Google Pays $5.5 Million To Settle Lawsuit Alleging Safari Browser Privacy Abuses
Friday, September 02, 2016
Last week, Google settled a long-running class-action lawsuit by agreeing to a $5.5 million payment for ignoring the privacy settings used by Safari browser users. Silicon Beat reported:
"The lawsuit arose out of the 2012 discovery by a Stanford researcher that Google had used a workaround to track Safari users’ web browsing habits. Apple, which owns Safari, had built into it privacy controls that blocked certain cookies, small files that store information that can identify users or track their activities. Google used the improperly harvested user data to dramatically boost ad revenue, the lawsuit suggested. “Behaviorally targeted advertisements based on a user’s tracked internet activity generally sell for at least twice as much as non-targeted, run-of-network ads,” the suit said."
"After Google’s practice came to light, the company agreed to pay $17 million to state attorneys general over privacy violations, and another $22.5 million to the Federal Trade Commission for violating the terms of an earlier settlement. In both cases, Google denied any wrong-doing—an outcome an FTC Commissioner then described as “inexplicable.”
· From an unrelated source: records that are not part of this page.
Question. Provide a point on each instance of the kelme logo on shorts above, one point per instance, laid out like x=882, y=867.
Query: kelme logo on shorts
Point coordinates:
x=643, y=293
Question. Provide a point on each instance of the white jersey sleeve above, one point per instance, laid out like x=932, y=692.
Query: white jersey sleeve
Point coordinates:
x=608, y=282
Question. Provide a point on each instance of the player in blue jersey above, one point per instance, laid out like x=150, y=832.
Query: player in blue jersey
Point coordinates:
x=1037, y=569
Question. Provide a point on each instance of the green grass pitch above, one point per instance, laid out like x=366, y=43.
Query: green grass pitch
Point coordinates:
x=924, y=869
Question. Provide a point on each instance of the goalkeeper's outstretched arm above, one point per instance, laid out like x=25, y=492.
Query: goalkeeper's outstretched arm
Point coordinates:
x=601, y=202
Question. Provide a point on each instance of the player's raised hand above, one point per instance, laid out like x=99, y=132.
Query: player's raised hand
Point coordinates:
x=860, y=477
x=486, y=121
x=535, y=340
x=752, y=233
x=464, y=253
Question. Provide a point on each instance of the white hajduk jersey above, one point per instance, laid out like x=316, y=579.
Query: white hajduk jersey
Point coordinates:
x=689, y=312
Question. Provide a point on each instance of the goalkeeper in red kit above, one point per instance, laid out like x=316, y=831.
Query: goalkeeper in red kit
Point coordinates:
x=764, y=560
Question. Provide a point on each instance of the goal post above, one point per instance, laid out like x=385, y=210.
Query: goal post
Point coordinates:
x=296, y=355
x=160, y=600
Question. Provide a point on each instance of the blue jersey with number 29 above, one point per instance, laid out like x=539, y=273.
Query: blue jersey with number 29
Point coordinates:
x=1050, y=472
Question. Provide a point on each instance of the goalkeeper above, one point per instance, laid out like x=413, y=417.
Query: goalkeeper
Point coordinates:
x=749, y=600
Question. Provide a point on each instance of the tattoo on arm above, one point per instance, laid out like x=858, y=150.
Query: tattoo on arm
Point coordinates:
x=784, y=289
According to the settlement agreement:
"Plaintiffs centrally allege in the Complaint that Defendant Google circumvented Plaintiffs' Safari and Internet Explorer and defeated the default cookie settings of such browsers in violation of federal and state laws. More particularly, Plaintiffs allege that when Plaintiffs and Class Members visited a website containing an advertisement placed by certain Defendants in this case, tracking cookies were placed on Plaintiffs' computers that circumvented Plaintiffs' and Class Members' browser settings that blocked such cookies... The Settlement Class consists of all persons in the United States of America who used the Apple Safari or Microsoft Internet Explorer web browser and who visited a website from which a Doubleclick.net (Google's advertising serving service) from which cookies were placed by the means alleged in the Complaint..."
The terms of the settlement agreement require Google to make payments to counsel and to several nonprofit technology and privacy advocacy groups (instead of class members): the Berkeley Center for Law & Technology, the Berkman Center for Internet & Society at Harvard University, the Center for Democracy & Technology (Privacy and Data Project), Privacy Rights Clearinghouse, and the Center for Internet & Society at Stanford University (Consumer Privacy Project).
The technology giant paid $7 million in 2013 to 38 states to settle unauthorized wireless data collection by Google Streetview cars. Also in 2013, the company admitted its Android operating-system software included code by the NSA. In 2015, Google's holding company dropped the "Don't be evil" motto.
Do no wrong? Apparently, that ship has sailed and isn't returning. "Catch us if you can" might be a more accurate motto.